February 6, 2006
I was standing in the grocery store, looking at a stand with mandarins, tangerines, clementines, and satsumas, unable to decide which ones to buy. Then I started wondering: what’s the difference anyway? How do you tell them apart? Are the clementines and satsumas worth the extra money (at least around here, you often have to buy them in larger quantities as well as at a premium price)? After hours of research, I’m ready with the answers.

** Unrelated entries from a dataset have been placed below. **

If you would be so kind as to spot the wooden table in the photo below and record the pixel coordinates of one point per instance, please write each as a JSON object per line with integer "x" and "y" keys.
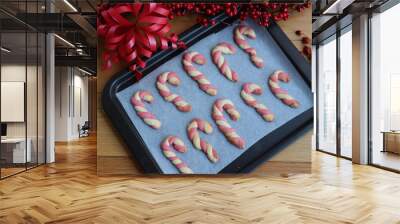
{"x": 114, "y": 158}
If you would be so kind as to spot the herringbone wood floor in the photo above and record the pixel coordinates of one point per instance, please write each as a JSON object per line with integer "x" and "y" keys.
{"x": 70, "y": 192}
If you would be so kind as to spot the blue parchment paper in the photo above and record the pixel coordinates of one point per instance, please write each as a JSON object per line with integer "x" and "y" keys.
{"x": 250, "y": 126}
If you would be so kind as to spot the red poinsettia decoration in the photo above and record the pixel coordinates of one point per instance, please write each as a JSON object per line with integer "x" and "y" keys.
{"x": 133, "y": 32}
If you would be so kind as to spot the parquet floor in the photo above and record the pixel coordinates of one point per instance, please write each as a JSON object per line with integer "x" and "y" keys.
{"x": 70, "y": 192}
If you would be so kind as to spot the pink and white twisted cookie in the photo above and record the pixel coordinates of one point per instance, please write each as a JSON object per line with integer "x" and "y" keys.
{"x": 240, "y": 34}
{"x": 173, "y": 79}
{"x": 278, "y": 91}
{"x": 167, "y": 146}
{"x": 196, "y": 75}
{"x": 137, "y": 102}
{"x": 193, "y": 132}
{"x": 219, "y": 60}
{"x": 251, "y": 88}
{"x": 219, "y": 107}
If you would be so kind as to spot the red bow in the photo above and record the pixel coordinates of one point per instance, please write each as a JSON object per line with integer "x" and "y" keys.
{"x": 133, "y": 32}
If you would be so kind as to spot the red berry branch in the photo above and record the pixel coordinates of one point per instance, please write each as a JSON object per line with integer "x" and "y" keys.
{"x": 262, "y": 13}
{"x": 133, "y": 32}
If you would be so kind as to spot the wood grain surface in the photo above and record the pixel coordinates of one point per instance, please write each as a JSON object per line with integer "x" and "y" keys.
{"x": 114, "y": 158}
{"x": 70, "y": 191}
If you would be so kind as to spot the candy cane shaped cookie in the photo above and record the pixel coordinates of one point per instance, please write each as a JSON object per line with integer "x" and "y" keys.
{"x": 137, "y": 102}
{"x": 193, "y": 132}
{"x": 173, "y": 79}
{"x": 240, "y": 34}
{"x": 196, "y": 75}
{"x": 219, "y": 107}
{"x": 167, "y": 146}
{"x": 278, "y": 91}
{"x": 251, "y": 88}
{"x": 219, "y": 60}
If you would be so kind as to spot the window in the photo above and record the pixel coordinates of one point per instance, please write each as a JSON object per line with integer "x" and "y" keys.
{"x": 385, "y": 89}
{"x": 327, "y": 96}
{"x": 346, "y": 74}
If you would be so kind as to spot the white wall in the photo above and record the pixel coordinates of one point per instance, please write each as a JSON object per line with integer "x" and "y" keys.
{"x": 71, "y": 94}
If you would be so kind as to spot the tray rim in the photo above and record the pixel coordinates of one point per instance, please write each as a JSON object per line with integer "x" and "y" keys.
{"x": 254, "y": 155}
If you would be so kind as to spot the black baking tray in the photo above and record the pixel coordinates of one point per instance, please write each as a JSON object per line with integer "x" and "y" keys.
{"x": 258, "y": 152}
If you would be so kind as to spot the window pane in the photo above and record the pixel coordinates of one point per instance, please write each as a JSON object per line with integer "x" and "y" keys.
{"x": 327, "y": 96}
{"x": 385, "y": 89}
{"x": 346, "y": 94}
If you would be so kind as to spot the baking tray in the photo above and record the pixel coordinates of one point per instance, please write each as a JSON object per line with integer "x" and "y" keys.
{"x": 144, "y": 141}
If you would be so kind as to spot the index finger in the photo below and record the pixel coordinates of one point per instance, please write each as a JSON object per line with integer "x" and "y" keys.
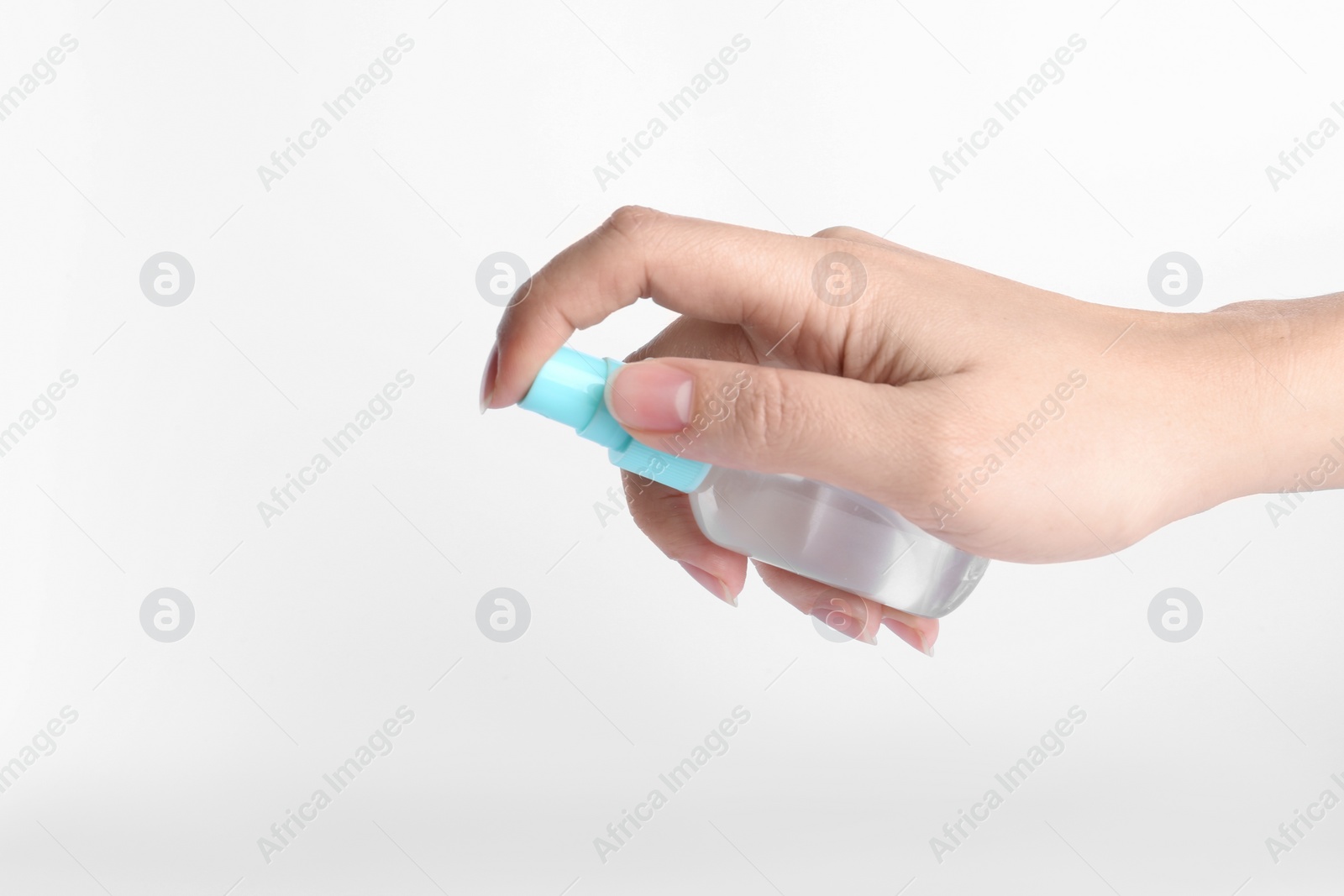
{"x": 698, "y": 268}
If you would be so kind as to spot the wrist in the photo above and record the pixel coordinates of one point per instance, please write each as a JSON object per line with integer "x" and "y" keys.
{"x": 1280, "y": 367}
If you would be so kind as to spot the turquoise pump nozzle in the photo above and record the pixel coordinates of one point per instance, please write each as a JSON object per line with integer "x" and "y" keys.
{"x": 570, "y": 389}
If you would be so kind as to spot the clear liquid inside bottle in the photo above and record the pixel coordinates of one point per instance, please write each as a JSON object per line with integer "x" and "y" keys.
{"x": 835, "y": 537}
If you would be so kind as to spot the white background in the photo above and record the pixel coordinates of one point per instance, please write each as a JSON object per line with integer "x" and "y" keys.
{"x": 360, "y": 262}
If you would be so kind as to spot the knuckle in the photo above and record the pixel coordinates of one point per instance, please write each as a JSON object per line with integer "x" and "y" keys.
{"x": 629, "y": 221}
{"x": 764, "y": 418}
{"x": 843, "y": 233}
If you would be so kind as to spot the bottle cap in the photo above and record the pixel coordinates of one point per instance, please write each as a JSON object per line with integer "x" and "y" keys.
{"x": 570, "y": 389}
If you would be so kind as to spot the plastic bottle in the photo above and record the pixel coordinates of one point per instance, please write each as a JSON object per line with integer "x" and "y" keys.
{"x": 819, "y": 531}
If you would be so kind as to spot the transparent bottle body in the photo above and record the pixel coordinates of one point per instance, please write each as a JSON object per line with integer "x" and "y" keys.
{"x": 835, "y": 537}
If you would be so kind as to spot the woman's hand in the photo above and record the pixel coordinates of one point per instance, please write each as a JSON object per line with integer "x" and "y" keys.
{"x": 1008, "y": 421}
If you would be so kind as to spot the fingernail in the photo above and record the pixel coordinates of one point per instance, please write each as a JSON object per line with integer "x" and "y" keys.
{"x": 710, "y": 582}
{"x": 492, "y": 369}
{"x": 651, "y": 396}
{"x": 843, "y": 622}
{"x": 911, "y": 636}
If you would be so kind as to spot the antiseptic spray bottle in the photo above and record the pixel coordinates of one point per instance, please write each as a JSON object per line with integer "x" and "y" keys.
{"x": 819, "y": 531}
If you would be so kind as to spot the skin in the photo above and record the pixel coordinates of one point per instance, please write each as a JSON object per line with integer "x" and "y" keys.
{"x": 904, "y": 394}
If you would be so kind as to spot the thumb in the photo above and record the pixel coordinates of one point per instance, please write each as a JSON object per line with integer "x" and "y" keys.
{"x": 770, "y": 419}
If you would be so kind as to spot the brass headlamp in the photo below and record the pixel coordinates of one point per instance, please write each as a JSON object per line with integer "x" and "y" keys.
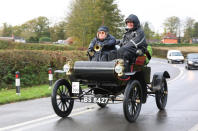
{"x": 97, "y": 47}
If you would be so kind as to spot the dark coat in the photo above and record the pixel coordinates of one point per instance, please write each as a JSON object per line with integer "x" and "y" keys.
{"x": 134, "y": 38}
{"x": 108, "y": 43}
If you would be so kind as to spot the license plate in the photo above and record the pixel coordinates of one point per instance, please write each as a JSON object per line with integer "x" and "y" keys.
{"x": 102, "y": 100}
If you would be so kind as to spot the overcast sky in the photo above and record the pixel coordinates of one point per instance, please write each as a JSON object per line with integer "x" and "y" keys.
{"x": 16, "y": 12}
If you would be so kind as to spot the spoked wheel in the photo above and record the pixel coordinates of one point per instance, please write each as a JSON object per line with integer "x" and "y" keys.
{"x": 61, "y": 98}
{"x": 132, "y": 100}
{"x": 162, "y": 95}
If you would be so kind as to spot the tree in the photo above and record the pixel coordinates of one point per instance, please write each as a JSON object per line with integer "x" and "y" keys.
{"x": 87, "y": 15}
{"x": 188, "y": 29}
{"x": 58, "y": 31}
{"x": 195, "y": 30}
{"x": 7, "y": 30}
{"x": 35, "y": 29}
{"x": 172, "y": 25}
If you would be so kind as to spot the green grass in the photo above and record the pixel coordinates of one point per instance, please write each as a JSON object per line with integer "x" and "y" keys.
{"x": 9, "y": 96}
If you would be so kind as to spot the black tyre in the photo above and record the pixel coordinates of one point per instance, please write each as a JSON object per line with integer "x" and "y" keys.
{"x": 132, "y": 100}
{"x": 102, "y": 105}
{"x": 161, "y": 96}
{"x": 61, "y": 98}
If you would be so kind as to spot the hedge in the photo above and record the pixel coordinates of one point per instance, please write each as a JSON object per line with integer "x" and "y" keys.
{"x": 34, "y": 46}
{"x": 32, "y": 65}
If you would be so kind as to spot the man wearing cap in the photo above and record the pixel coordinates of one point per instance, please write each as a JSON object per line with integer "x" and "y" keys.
{"x": 106, "y": 41}
{"x": 133, "y": 43}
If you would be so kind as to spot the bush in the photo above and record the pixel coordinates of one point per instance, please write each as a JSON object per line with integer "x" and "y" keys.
{"x": 44, "y": 39}
{"x": 32, "y": 65}
{"x": 34, "y": 46}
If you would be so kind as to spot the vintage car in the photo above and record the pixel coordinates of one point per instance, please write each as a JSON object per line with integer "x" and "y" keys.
{"x": 106, "y": 81}
{"x": 191, "y": 61}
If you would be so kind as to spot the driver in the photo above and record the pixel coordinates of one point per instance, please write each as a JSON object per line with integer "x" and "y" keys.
{"x": 133, "y": 43}
{"x": 106, "y": 41}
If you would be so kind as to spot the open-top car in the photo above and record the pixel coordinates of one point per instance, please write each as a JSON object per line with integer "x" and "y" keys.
{"x": 106, "y": 81}
{"x": 191, "y": 61}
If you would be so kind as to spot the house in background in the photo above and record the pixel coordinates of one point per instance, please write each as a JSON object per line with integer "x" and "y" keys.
{"x": 170, "y": 38}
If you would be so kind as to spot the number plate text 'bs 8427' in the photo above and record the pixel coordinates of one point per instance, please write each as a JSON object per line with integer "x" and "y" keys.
{"x": 101, "y": 100}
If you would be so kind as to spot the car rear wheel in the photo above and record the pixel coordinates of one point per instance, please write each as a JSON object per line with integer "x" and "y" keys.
{"x": 102, "y": 105}
{"x": 132, "y": 100}
{"x": 61, "y": 98}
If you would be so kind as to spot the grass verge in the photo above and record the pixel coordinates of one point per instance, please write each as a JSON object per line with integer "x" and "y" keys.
{"x": 9, "y": 96}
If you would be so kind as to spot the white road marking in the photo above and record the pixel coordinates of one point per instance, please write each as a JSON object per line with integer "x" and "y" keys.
{"x": 77, "y": 111}
{"x": 194, "y": 128}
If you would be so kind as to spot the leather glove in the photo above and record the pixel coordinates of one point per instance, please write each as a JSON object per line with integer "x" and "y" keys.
{"x": 139, "y": 52}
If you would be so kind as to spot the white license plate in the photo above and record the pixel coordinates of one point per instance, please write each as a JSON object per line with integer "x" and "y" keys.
{"x": 102, "y": 100}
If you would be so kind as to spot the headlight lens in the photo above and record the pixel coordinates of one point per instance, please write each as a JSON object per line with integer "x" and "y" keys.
{"x": 190, "y": 62}
{"x": 118, "y": 69}
{"x": 66, "y": 68}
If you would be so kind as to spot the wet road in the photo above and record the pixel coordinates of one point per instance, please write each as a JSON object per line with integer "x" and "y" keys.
{"x": 181, "y": 112}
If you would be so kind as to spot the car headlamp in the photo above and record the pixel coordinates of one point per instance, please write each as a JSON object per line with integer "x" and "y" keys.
{"x": 118, "y": 69}
{"x": 190, "y": 62}
{"x": 67, "y": 68}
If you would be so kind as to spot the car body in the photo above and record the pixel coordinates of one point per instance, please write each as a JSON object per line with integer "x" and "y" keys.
{"x": 106, "y": 82}
{"x": 175, "y": 56}
{"x": 191, "y": 61}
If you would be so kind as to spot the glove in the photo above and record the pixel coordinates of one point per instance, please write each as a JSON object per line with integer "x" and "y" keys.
{"x": 139, "y": 52}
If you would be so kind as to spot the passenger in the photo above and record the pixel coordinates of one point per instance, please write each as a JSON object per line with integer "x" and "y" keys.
{"x": 106, "y": 41}
{"x": 133, "y": 43}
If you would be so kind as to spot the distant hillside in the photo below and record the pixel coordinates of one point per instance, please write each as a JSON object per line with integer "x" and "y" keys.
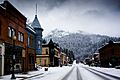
{"x": 81, "y": 43}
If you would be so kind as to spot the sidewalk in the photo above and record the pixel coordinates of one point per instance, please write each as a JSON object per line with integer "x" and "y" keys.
{"x": 23, "y": 76}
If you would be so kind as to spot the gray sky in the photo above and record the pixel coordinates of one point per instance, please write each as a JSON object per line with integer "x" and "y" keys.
{"x": 93, "y": 16}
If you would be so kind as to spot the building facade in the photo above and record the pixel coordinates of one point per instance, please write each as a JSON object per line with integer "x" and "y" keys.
{"x": 110, "y": 55}
{"x": 31, "y": 51}
{"x": 13, "y": 23}
{"x": 38, "y": 38}
{"x": 44, "y": 58}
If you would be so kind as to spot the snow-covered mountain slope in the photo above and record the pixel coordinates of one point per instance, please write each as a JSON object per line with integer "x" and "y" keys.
{"x": 81, "y": 43}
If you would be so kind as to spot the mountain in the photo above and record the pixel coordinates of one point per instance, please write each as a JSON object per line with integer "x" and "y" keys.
{"x": 81, "y": 43}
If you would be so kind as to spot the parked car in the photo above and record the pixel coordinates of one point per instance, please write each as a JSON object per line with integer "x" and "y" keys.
{"x": 117, "y": 67}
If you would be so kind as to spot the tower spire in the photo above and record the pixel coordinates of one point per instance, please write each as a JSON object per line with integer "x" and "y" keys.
{"x": 36, "y": 9}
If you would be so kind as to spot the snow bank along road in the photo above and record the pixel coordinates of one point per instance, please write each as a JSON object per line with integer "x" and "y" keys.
{"x": 75, "y": 72}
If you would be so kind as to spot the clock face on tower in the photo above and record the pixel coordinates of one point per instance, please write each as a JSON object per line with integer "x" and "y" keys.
{"x": 38, "y": 44}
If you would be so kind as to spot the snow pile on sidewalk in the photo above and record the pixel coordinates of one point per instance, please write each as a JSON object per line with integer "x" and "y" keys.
{"x": 22, "y": 76}
{"x": 111, "y": 71}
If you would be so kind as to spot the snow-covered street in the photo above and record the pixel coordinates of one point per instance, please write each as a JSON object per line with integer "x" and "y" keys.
{"x": 79, "y": 72}
{"x": 74, "y": 72}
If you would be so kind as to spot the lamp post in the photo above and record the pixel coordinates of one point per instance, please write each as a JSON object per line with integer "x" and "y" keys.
{"x": 13, "y": 58}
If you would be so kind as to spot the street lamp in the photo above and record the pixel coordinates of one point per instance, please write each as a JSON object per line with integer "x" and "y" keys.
{"x": 13, "y": 58}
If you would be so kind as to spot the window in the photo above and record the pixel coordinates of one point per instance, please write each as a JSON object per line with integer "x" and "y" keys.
{"x": 38, "y": 44}
{"x": 20, "y": 36}
{"x": 0, "y": 28}
{"x": 0, "y": 50}
{"x": 28, "y": 40}
{"x": 46, "y": 51}
{"x": 11, "y": 31}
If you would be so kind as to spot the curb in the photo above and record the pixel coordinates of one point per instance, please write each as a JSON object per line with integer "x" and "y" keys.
{"x": 29, "y": 76}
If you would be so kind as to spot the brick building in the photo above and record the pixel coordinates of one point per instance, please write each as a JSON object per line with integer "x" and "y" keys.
{"x": 110, "y": 55}
{"x": 31, "y": 51}
{"x": 13, "y": 23}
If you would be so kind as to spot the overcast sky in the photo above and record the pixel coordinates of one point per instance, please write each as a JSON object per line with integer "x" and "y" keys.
{"x": 92, "y": 16}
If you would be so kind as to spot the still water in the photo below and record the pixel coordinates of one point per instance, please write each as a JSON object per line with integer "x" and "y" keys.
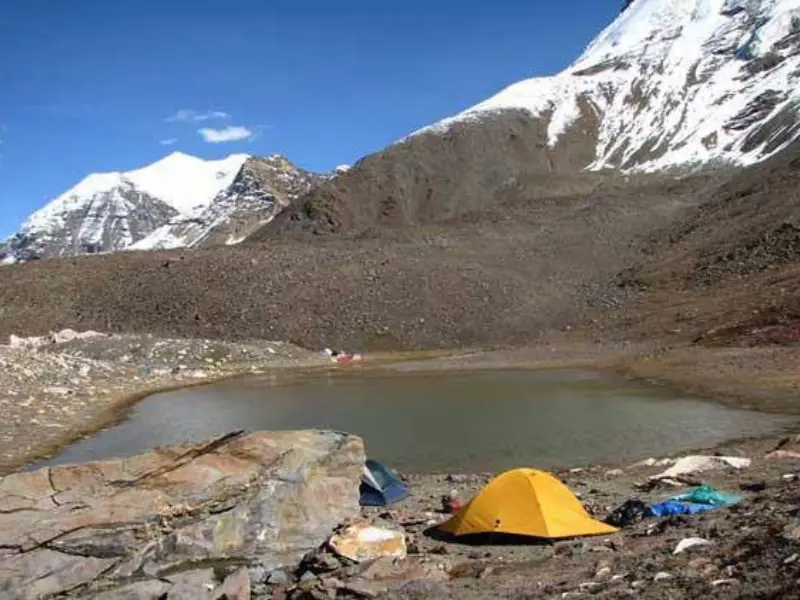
{"x": 480, "y": 421}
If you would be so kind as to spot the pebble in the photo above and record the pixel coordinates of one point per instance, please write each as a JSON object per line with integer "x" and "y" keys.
{"x": 688, "y": 543}
{"x": 792, "y": 531}
{"x": 602, "y": 573}
{"x": 591, "y": 586}
{"x": 457, "y": 478}
{"x": 278, "y": 578}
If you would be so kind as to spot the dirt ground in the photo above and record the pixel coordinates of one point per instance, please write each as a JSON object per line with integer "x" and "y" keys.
{"x": 54, "y": 393}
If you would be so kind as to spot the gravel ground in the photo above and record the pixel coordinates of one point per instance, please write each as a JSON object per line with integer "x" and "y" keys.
{"x": 53, "y": 393}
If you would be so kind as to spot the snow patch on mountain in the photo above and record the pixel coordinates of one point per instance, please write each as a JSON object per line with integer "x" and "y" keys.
{"x": 672, "y": 83}
{"x": 185, "y": 182}
{"x": 112, "y": 211}
{"x": 261, "y": 189}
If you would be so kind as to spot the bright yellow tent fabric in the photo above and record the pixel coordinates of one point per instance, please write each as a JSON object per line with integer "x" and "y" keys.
{"x": 525, "y": 502}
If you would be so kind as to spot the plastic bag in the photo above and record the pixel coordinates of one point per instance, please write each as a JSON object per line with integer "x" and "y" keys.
{"x": 705, "y": 494}
{"x": 673, "y": 507}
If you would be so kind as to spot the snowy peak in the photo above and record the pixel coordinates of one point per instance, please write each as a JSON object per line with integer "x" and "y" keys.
{"x": 673, "y": 83}
{"x": 262, "y": 188}
{"x": 112, "y": 211}
{"x": 185, "y": 182}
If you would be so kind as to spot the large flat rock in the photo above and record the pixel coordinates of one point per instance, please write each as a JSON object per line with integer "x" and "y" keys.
{"x": 258, "y": 500}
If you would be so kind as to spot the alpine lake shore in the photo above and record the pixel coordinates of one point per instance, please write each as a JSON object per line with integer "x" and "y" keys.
{"x": 60, "y": 388}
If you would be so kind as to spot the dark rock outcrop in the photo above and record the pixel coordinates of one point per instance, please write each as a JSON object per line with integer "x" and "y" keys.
{"x": 434, "y": 177}
{"x": 177, "y": 520}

The one fact that almost everyone seems to agree on is that the most general term for these little oranges is “mandarin”, aka Citrus reticulata. However, there’s some disagreement about whether “tangerines” really exist at all. The USDA implies that “mandarin” is the more correct term, J. Morton’s Fruits of Warm Climates says the two names are basically synonymous but usually “tangerine” denotes the deeper-colored subvarieties, and several sources including Wikipedia baldly state that tangerines are a subtype of mandarin. In any case tangerines are also Citrus reticulata. Whatever you call them, I have had mixed experiences with mandarins/tangerines. They can be hard to peel, have a lot of seeds, be seriously overripe or underripe, and just sort of tasteless.
Clementines are either a subtype of tangerine (USDA); or they are a hybrid cross between Mandarins and oranges (Wikipedia) — but in that case, I don’t see how they can be Mandarins at all, since how can a cross of Citrus reticulata and Citrus sinensus be itself a Citrus reticulata?. The question is fatally confused by the fact that apparently your normal orange Citrus sinensus itself might be an ancient hybrid of the pomelo (Citrus maxima) and the mandarin. All this inbreeding makes one wonder if these species lines are really all that firm in the world of fruits. In any case, everyone agrees that clementines are shiny and juicy and thin-skinned; and some writers seem to favor them highly. The Wikipedia entry claims they taste like apricot nectar — but to be honest, I can’t say I’ve noticed any heavenly flavors myself.
Satsumas are often said to be a variety of mandarin, but they unexpectedly have their own species name! And it’s Asian! Citrus unshiu is easily identifiable by its loose, relatively unshiny skin; and in many markets here it seems to be sold with twigs and leaves still attached. For my money, this is the pick of the litter — it’s the easiest to peel, and has the most aroma and the fewest seeds. The only problem is that it’s impossible to tell the ripeness and quality of the fruit due to the saggy skin, so you have to trust your vendor.
The result of all my research is: buy satsumas and enjoy them because they are yummy. I highly favor letting the individual pieces dry at room temperature for about an hour before eating them. And there you have it: I have overthought so you don’t have to!